Order and presentation of response categories
The order of response categories may affect which category is selected by default if respondents are satisficing rather than optimising their answers. This could have an impact on the comparability of scores if the order in which response categories are presented varies between surveys. The impact that the ordering of responses has may also vary according to survey mode, thus affecting the inter-mode comparability of the data collected.
The presentation of response categories, and particularly the practice of splitting more complex questions into two distinct steps to simplify them for verbal and telephone interviews, may have also an impact on the comparability of results obtained via different methods.

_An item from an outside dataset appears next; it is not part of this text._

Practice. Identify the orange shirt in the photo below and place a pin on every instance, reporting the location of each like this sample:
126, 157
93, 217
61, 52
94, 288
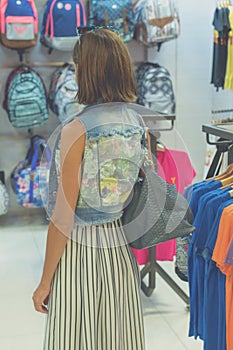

According to Krosnick (1991, 1999), when response alternatives are presented visually, such as on a self-administered questionnaire, satisficing respondents9 can have a tendency to select earlier response alternatives in a list (sometimes referred to as a primacy effect). Krosnick suggests that this is due to a confirmatory bias that leads respondents to seek information that supports response alternatives, and to the fact that after detailed consideration of one or two alternatives, fatigue can set in quite rapidly. This fatigue could in turn then lead respondents to satisfice and opt for the first response category that seems reasonable rather than carefully considering all the possible response alternatives.
By contrast, when response alternatives are read aloud by an interviewer, recency effects (where respondents have a tendency to select later response alternatives in a list) are thought to be more likely. This is because the earliest-presented response options can fade out of working memory (or get replaced by new information), and as such they are no longer accessible to respondents.
The key message in both cases seems to be that only a limited number of response categories should be presented to respondents if primacy and recency effects are to be avoided. Where these limits lie is discussed in the section above concerning the number of response options to offer. In addition, study mode can influence the expected direction of effects - and thus, for lengthy questions with a relatively large number of response options, data may be distributed differently among respondents interviewed in different modes. Krosnick (1999) also cites a number of studies indicating that response category order effects are stronger among respondents with lower cognitive skills, and that order effects become stronger as a function of both item difficulty and respondent fatigue.
Bradburn et al. (2004) also argue that if more socially desirable response options are presented first in a list - particularly in the physical presence of an interviewer - respondents may select one of these by default rather than attending to the full list of response choices.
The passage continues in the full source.